Tokyo was originally a small fishing village named Edo, in what was formerly part of the old Musashi Province. Edo was first fortified by the Edo clan, in the late twelfth century. In 1457, Ōta Dōkan built Edo Castle. In 1590, Tokugawa Ieyasu made Edo his base and when he became shogun in 1603, the town became the centre of his nationwide military government. During the subsequent Edo period, Edo grew into one of the largest cities in the world with a population topping one million by the 18th century.
After about 263 years, the shogunate was overthrown under the banner of restoring imperial rule.
In 1869, the 17-year-old Emperor Meiji moved to Edo. Tokyo was already the nation's political and cultural centre, and the emperor's residence made it a de facto imperial capital as well, with the former Edo Castle becoming the Imperial Palace. The city of Tokyo was established.
Central Tokyo, like Osaka, has been designed since about 1900 to be centred on major railway stations in a high-density fashion, so suburban railways were built relatively cheaply at street level and with their own right-of-way. This differs from many cities in the United States that are low-density and automobile-centric. Though expressways have been built in Tokyo, the basic design has not changed.

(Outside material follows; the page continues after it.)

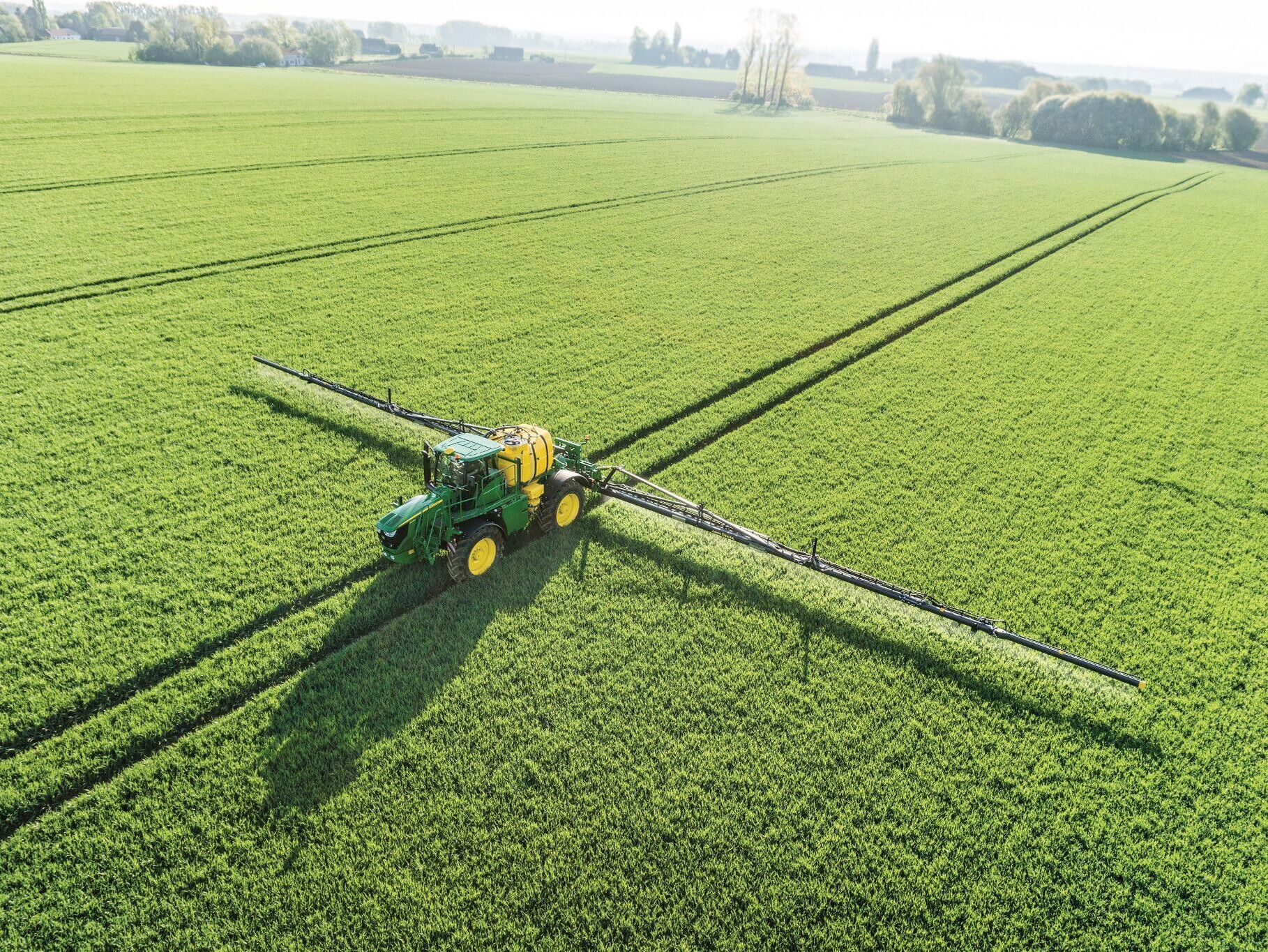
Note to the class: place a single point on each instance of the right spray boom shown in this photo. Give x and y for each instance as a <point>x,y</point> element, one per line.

Tokyo went on to suffer two major catastrophes in the 20th century, but it recovered from both. One was the 1923 Great Kantō earthquake, which left 140,000 dead or missing, and the other was World War II.
In 1943, the city of Tokyo merged with the "Metropolitan Prefecture" of Tokyo.
The bombing of Tokyo in 1944 and 1945 killed 75,000 to 200,000 and left half of the city destroyed.
After the war, Tokyo was completely rebuilt, and was showcased to the world during the 1964 Summer Olympics. The 1970s brought new high-rise developments such as Sunshine 60, a new and controversial airport at Narita in 1978 (some distance outside city limits), and a population increase to about 11 million (in the metropolitan area).
Tokyo's subway and commuter rail network became one of the busiest in the world as more and more people moved to the area. In the 1980s, real estate prices skyrocketed during a real estate and debt bubble. The bubble burst in the early 1990s, and many companies, banks, and individuals were caught with mortgage backed debts while real estate was shrinking in value. A major recession followed, making the 1990s Japan's "Lost Decade" from which it is now slowly recovering.
Tokyo still sees new urban developments on large lots of less profitable land. Recent projects include Ebisu Garden Place, Tennozu Isle, Shiodome, Roppongi Hills, Shinagawa (now also a Shinkansen station), and the Marunouchi side of Tokyo Station. Buildings of significance are demolished for more up-to-date shopping facilities such as Omotesando Hills.
Land reclamation projects in Tokyo have also been going on for centuries. The most prominent is the Odaiba area, now a major shopping and entertainment centre. Various plans have been proposed for transferring national government functions from Tokyo to secondary capitals in other regions of Japan, in order to slow down rapid development in Tokyo and revitalise economically lagging areas of the country. These plans have been controversial within Japan and have yet to be realised.
The 2011 Tōhoku earthquake and tsunami that devastated much of the northeastern coast of Honshu was felt in Tokyo. However, due to Tokyo's earthquake-resistant infrastructure, damage in Tokyo was very minor compared to areas directly hit by the tsunami, although activity in the city was largely halted. The subsequent nuclear crisis caused by the tsunami has also largely left Tokyo unaffected, despite occasional spikes in radiation levels.